1. YMCA - This is a great place to look first. Typically one of the most affordable youth sports options, your local YMCA offers leagues throughout the year in a variety of sports. The time commitment is very reasonable with typically one practice and one game per week.
I've had experience with youth basketball and volleyball leagues for my daughter when she was in the 3rd-5th grades, and we were pleased with them all. However, there are a couple things to consider.
Her very first experience with organized basketball was on a co-ed team due to a limited number of girls signing up. The few girls were spread out among the boys teams. It turned out to be a great experience for her because she was a pretty competitive and confident little girl, but I'm not sure this would be ideal for everyone.
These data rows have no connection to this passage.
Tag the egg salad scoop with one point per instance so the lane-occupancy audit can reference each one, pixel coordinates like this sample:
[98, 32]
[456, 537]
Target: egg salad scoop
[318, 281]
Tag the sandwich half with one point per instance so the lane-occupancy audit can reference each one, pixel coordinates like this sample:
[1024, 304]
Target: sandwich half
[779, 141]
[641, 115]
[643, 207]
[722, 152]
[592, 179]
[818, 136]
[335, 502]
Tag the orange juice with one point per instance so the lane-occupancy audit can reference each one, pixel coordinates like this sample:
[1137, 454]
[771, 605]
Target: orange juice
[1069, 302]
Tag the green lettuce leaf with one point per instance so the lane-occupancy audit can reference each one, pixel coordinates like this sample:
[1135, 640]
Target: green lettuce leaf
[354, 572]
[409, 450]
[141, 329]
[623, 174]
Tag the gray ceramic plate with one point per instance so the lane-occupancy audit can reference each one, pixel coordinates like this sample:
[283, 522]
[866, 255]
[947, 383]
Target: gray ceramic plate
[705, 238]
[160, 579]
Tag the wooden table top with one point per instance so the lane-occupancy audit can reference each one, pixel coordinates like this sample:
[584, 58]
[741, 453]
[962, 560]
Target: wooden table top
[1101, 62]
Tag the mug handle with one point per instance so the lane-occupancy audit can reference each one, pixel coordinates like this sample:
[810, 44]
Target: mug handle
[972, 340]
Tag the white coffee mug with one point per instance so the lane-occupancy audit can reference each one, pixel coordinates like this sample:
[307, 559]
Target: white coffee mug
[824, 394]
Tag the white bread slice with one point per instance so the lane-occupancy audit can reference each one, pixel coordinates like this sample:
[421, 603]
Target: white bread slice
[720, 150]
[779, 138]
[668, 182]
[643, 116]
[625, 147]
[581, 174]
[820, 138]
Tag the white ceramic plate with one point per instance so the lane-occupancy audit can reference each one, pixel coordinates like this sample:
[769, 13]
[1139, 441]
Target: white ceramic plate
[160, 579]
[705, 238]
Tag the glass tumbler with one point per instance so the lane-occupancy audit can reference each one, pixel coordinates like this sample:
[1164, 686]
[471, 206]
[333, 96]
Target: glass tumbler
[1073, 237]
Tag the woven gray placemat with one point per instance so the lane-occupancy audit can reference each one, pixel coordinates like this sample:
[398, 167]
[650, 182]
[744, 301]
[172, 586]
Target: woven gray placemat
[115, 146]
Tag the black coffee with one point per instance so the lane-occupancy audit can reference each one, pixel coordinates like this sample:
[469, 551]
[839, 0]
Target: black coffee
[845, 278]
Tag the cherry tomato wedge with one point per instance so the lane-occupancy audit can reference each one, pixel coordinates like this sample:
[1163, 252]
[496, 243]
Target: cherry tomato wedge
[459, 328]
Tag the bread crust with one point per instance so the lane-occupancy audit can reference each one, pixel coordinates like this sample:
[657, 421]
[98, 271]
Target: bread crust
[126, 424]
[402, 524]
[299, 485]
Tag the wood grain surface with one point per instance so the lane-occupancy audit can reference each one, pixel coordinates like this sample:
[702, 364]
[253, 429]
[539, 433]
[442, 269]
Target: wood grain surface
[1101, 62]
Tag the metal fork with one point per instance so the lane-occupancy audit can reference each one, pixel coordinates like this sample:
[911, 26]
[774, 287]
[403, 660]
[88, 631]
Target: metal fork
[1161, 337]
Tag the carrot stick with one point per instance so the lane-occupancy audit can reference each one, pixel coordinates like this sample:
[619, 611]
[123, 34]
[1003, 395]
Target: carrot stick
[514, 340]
Also, keep your expectations reasonable. Most of the coaches are parent volunteers. Player improvement and overall team experience is very dependent on the coach's knowledge and ability. (But this isn't unique to the YMCA. Most leagues depend on volunteer coaches.)
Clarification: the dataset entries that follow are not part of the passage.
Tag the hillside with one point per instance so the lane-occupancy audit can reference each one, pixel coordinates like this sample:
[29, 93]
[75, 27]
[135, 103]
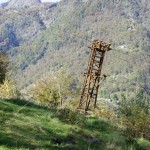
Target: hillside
[24, 125]
[44, 38]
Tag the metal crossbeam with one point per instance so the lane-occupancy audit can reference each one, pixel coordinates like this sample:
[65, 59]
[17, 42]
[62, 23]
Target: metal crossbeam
[93, 76]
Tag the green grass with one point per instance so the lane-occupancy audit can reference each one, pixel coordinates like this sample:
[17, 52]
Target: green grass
[24, 125]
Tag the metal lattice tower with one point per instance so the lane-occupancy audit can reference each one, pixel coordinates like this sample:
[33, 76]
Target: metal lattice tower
[93, 76]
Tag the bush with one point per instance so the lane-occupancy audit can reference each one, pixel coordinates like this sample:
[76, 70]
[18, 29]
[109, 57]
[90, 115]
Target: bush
[8, 90]
[135, 117]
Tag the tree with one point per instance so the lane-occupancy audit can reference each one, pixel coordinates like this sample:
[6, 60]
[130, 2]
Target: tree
[3, 66]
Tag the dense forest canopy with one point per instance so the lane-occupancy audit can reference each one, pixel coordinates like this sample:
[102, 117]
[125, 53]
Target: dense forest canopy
[45, 37]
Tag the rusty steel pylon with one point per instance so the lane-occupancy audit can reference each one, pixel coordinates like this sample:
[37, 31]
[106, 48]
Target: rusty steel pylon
[93, 76]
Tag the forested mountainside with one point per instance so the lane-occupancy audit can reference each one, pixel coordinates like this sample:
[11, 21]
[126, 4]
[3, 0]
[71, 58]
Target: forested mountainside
[45, 37]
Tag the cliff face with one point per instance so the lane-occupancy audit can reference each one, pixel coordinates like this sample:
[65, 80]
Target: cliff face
[22, 3]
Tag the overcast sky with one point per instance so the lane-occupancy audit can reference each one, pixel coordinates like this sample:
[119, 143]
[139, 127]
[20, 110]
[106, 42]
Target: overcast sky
[1, 1]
2. Upward Sports - If you're looking for something a little different, Upward is a Christian youth sports organization that provides a holistic approach to sports, focusing on athletes' mental, spiritual, and social development in addition to improving their athletic skills. Each practice and game includes a devotional time for athletes to learn Biblical principles.
3. i9 Sports - Unsure about the whole competitive sports thing? This might be the perfect youth sports league for your child. i9 Sports minimizes competition and focuses on putting the fun back in kids sports by offering leagues, camps and clinics that emphasize sportsmanship, guarantee equal playing time for all players regardless of ability or skill level, and maximize convenience for parents by scheduling practices immediately prior to game time.
4. AAU - The Amateur Athletic Union is a huge non-profit youth sports organization that hosts tournaments and competitions around the country. They were formed for the purpose of promoting and creating common standards for amateur sports. AAU is most notable for its Jr. Olympics program which trains 8-16 year-old athletes at a high level, preparing them for national championship competitions.